Le cheptel ovin algérien a augmenté d’un million de têtes en 2020, selon la sous-directrice chargée du développement des filières animales au ministère de l’Agriculture et du Développement rural. Il dépasse, aujourd’hui, les 29 millions de têtes, précise Leila Toumi, expliquant les raisons de ce boum par les méventes conséquentes au confinement et aux mesures anti-Covid.
«Le cheptel ovin en Algérie s’est accru en dépassant 29 millions de têtes l’année écoulée, contre 28 millions environ durant les dernières années», a indiqué à l’APS cette responsable. Ajoutant qu’«il y a eu beaucoup moins d’abattage durant l’année précédente par rapport aux années d’avant du fait de la conjoncture sanitaire».
La fermeture des marchés de bétail, l’interdiction des fêtes de mariage, l’évitement des cérémonies de funérailles et la fermeture des restaurants sont parmi les facteurs qui ont contribué à l’accroissement du cheptel ovin, a-t-elle ajouté, signalant également que de nombreuses familles ont renoncé au sacrifice de l’Aïd El Adha.
Paradoxe, la hausse de la taille du cheptel n’a pas profité au consommateur qui continue de payer la viande de mouton à un prix cher, une hausse que le président de la Fédération nationale des éleveurs (FNE), Azaoui Djilali, rapporte au dérèglement du marché de la distribution. «Ce n’est sûrement pas les éleveurs ni même les maquignons qui sont derrière cette hausse des prix», a-t-il assuré à l’APS. Il considère par ailleurs que les maquignons ont toujours été les partenaires des éleveurs les aidant à placer leur bétail sur le marché avec des marges bénéficiaires «raisonnables». Pour ce professionnel de la filière, la régulation des prix de l’ovin, qui représente 60% de la production nationale en viande rouge, plus de 5 millions de quintaux par an, devrait se faire à travers la limitation des intervenants dans la chaîne de commercialisation.

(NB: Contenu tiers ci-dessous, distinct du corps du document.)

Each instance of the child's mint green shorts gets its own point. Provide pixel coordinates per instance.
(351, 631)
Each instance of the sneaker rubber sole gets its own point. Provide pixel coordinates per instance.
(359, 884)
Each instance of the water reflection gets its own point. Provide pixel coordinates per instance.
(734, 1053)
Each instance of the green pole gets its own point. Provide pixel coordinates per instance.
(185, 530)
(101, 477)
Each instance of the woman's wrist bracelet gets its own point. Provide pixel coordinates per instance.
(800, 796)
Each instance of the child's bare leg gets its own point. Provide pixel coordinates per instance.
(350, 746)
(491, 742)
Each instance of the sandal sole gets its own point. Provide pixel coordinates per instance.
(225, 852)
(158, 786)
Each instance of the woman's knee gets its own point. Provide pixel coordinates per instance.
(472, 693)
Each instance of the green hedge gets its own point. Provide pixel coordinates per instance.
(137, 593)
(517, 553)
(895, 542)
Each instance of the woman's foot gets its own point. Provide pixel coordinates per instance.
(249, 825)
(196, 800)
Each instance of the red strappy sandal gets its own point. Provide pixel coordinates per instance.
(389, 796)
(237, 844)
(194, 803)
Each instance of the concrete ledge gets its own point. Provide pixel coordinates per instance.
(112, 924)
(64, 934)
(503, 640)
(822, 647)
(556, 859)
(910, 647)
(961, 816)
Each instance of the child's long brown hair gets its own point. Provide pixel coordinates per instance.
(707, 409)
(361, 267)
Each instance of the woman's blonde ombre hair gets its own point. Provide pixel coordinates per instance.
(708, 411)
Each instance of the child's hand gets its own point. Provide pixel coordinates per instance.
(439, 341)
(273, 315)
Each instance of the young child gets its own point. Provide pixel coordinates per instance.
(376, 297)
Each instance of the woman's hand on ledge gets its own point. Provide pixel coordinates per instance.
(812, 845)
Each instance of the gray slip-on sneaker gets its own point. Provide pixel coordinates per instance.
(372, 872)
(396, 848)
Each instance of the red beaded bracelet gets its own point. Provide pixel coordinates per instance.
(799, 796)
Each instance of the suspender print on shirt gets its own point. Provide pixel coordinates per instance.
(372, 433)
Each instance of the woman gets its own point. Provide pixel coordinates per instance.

Selon le vice-président de la FNE, Brahim Amrani, la réouverture des marchés de bétail permettra aux éleveurs de remettre sur le marché un produit plus abondant, relevant que la cherté de l’aliment de bétail pose problème, en dépit du soutien de l’Etat aux éleveurs. «L’aliment de bétail se vend à 4 000 dinars le quintal, voire même plus», a-t-il fait constater, ajoutant que l’Etat aide l’éleveur en lui fournissant de l’orge pour l’alimentation de ces bêtes à 1 500 dinars le quintal, mais «les quantités demeurent en dessous des besoins du cheptel». M. Amrani insiste sur l’impératif de développer la production fourragère qui permettrait de minimiser la forte dépendance de la filière à l’orge qui reste un produit cher.